In the 2002 gubernatorial race in Arizona, the winning Democratic voting margin in Tucson (105,019 to 77,935) neutralized Republican gains in the much larger city of Phoenix (279,555 to 264,456), allowing Democrat Janet Napolitano to squeak through with a one percent victory.

But Californians are not the only out-of-state volunteers working with ACT in Arizona. Eckerstrom says that activists from Texas – where George Bush is sure to win come November – are also making the trip "because they believe they can make a difference."

The most recent Arizona Republic poll had Bush leading Kerry, 44 percent to 41 percent, a race made all the tighter given the three point margin of error. "Progressives groups in L.A. figured that out and have adopted Pima county for the race," Eckerstrom says.

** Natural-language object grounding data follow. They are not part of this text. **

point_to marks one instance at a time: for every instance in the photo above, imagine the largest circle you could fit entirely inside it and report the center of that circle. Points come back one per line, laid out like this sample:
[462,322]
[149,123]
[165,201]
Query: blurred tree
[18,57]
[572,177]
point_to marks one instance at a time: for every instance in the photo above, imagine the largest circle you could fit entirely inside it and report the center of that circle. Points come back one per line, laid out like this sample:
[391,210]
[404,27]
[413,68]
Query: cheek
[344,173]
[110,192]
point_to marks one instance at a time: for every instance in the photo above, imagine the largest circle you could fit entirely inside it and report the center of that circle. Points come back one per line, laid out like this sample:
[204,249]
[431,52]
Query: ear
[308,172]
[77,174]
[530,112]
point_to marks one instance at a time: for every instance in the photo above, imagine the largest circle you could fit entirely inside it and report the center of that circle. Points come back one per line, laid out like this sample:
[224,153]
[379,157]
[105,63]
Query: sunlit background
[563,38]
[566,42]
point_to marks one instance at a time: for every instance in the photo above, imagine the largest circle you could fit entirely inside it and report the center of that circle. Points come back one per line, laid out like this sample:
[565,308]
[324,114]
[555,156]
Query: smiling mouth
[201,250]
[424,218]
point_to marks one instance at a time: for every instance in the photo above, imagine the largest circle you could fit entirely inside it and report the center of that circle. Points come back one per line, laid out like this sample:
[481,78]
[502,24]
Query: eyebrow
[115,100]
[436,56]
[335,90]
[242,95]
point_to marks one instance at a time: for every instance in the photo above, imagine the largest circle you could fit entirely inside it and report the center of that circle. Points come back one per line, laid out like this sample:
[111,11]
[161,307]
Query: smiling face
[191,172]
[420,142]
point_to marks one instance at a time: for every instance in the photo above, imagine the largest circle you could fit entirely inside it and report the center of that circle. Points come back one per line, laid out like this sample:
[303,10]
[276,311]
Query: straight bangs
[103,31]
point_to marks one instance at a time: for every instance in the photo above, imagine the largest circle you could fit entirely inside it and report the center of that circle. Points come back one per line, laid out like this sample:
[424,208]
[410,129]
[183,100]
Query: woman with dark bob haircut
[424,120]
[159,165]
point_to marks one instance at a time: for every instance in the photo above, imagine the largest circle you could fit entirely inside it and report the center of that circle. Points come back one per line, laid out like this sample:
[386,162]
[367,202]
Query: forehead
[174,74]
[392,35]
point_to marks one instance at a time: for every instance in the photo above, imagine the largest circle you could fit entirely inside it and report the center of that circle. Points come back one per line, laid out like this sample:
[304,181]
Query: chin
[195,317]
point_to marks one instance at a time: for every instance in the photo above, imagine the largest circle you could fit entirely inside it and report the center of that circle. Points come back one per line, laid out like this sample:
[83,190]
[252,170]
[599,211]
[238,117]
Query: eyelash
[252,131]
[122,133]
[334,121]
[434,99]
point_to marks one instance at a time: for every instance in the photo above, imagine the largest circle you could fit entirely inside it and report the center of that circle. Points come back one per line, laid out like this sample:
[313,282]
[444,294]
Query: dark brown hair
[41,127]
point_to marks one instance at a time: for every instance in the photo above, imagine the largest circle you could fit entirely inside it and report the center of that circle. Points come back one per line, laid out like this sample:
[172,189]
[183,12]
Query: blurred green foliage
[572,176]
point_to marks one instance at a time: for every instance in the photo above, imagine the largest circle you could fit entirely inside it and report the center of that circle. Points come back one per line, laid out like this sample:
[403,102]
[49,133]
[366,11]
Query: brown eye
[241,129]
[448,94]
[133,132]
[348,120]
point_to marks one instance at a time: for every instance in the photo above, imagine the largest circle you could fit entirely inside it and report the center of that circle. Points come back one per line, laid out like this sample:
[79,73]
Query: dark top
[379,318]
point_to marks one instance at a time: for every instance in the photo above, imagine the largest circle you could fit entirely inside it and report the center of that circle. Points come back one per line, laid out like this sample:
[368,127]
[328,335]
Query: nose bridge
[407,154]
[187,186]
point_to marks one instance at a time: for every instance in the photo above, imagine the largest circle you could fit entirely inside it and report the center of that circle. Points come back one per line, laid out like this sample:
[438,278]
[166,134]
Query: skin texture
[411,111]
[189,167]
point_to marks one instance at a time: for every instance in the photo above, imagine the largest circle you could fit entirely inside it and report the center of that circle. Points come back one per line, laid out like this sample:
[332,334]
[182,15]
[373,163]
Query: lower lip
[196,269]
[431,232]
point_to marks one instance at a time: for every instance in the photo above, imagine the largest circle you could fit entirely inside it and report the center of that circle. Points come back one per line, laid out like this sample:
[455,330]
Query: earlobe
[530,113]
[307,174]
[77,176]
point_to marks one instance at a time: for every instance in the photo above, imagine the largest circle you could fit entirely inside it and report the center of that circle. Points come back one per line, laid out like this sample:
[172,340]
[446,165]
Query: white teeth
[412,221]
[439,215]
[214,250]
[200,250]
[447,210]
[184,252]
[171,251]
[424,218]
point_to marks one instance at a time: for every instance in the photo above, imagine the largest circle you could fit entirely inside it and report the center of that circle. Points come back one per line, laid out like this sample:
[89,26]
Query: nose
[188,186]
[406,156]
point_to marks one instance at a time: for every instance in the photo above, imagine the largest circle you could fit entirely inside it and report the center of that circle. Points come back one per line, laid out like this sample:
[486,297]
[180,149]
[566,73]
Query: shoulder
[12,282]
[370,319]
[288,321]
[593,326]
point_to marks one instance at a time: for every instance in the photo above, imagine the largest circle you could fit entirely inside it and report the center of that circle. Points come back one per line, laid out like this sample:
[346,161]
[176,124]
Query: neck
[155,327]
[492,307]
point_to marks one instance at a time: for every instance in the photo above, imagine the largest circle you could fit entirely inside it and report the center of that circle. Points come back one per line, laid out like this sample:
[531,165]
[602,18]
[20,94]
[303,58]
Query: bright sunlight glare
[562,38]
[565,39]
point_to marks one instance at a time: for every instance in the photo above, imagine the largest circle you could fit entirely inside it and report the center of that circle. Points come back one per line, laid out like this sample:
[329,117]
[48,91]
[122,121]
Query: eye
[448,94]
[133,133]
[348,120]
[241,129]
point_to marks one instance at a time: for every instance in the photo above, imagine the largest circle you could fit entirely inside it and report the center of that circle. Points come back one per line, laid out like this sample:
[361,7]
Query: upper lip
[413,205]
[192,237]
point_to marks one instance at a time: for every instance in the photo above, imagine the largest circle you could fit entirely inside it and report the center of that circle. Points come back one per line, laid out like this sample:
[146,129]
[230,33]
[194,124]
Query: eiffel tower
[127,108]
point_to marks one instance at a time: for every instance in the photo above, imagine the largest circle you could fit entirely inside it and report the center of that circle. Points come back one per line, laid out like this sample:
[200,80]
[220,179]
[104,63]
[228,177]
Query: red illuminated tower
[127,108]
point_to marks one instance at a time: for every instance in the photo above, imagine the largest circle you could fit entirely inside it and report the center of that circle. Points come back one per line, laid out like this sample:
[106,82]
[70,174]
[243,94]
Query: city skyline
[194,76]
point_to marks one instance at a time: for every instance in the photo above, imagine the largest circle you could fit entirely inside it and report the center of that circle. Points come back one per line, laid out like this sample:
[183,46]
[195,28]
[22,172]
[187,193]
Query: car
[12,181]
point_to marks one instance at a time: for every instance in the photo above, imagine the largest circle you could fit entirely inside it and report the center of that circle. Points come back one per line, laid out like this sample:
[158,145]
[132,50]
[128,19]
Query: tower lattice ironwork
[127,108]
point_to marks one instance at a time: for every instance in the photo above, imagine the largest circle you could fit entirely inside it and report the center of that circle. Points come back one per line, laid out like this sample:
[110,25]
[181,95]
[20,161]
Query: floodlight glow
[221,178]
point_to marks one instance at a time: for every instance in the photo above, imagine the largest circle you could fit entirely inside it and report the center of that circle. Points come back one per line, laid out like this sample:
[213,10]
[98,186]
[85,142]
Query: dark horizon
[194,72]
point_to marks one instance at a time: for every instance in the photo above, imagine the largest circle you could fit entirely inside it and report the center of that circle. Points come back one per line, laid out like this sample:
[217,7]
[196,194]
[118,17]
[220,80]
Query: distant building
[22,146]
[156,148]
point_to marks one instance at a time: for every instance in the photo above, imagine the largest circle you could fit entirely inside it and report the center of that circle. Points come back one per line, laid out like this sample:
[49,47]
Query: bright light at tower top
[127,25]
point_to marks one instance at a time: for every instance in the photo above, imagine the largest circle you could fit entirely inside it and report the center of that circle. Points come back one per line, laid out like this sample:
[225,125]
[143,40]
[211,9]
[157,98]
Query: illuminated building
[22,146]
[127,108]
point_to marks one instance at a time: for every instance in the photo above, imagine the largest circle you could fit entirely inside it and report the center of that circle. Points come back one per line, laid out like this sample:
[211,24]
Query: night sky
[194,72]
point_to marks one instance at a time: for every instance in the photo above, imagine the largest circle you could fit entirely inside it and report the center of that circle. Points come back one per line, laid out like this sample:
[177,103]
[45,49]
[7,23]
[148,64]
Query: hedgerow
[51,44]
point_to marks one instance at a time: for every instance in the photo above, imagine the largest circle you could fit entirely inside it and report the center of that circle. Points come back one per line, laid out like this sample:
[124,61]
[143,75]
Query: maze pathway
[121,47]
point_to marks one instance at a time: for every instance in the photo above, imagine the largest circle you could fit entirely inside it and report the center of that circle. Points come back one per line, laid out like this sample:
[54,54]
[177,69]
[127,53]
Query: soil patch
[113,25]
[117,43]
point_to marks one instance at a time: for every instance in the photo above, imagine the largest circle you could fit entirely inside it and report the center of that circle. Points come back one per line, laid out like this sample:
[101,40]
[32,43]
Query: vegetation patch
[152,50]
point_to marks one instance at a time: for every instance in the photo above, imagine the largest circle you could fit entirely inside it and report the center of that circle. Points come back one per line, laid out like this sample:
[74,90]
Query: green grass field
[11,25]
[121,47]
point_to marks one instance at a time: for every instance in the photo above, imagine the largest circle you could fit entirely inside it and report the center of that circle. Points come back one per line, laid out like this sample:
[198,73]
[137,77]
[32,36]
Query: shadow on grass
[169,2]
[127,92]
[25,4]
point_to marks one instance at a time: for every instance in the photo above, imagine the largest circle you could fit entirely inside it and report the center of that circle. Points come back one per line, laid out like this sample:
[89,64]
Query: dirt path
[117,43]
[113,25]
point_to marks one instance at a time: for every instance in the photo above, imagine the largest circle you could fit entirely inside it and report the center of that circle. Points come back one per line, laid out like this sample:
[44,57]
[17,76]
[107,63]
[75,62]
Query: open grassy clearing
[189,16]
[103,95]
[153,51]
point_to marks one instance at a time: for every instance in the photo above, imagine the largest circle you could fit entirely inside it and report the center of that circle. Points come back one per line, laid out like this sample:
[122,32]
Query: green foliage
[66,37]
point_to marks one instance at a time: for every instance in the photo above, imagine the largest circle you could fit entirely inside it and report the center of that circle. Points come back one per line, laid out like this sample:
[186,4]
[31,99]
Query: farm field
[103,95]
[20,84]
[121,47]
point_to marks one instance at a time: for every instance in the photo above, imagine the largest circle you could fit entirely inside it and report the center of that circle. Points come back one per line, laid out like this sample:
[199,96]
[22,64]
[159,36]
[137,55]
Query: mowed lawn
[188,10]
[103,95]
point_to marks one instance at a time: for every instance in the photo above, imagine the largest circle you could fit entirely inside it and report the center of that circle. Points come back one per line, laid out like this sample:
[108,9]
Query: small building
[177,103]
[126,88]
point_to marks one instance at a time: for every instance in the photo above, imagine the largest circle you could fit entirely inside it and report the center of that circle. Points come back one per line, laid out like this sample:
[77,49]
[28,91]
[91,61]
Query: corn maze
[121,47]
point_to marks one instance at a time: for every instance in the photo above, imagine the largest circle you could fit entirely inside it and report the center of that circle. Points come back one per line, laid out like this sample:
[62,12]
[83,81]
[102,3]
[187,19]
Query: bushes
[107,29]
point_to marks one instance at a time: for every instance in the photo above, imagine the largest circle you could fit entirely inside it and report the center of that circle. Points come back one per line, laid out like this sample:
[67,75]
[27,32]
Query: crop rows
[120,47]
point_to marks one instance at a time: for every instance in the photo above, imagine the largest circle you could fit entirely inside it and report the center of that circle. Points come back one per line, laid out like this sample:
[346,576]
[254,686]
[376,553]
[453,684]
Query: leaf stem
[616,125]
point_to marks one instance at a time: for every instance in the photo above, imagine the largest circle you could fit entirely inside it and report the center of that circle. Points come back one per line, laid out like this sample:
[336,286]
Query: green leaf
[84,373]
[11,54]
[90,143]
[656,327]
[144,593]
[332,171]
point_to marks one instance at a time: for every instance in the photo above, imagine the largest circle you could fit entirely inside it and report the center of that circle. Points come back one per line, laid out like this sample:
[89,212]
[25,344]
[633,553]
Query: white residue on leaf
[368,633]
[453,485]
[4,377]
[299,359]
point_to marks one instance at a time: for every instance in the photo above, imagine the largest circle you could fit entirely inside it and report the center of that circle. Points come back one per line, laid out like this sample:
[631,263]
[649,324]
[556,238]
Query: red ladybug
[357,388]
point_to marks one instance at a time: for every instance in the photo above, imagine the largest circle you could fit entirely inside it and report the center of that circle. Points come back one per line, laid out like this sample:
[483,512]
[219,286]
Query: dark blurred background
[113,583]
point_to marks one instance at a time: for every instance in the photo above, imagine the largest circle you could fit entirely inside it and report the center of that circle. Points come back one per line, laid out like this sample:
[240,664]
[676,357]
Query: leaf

One L.A. group, Swing State Sisters, is traveling to Pima county in early July to register potential female voters. Marcy Winograd, the Sisters' principle organizer, says that her group became interested in the Arizona country when they read about low voter turnout among single women. "We thought it would be a great demographic to target," she says. Winograd and her group are also calling up Arizona's universities to push their administrative staff to educate students about their voting rights. "A lot of out-of-state students don't know about absentee ballots, and the deans' offices don't know either," she says.

Be it the Sisters or ACT, every grassroots organization knows that every phone call, letter, or warm body on the ground can make a difference – because come November in places like Tucson and Reno, every vote will indeed count.
Jan Frel covers the Election 2004 for AlterNet.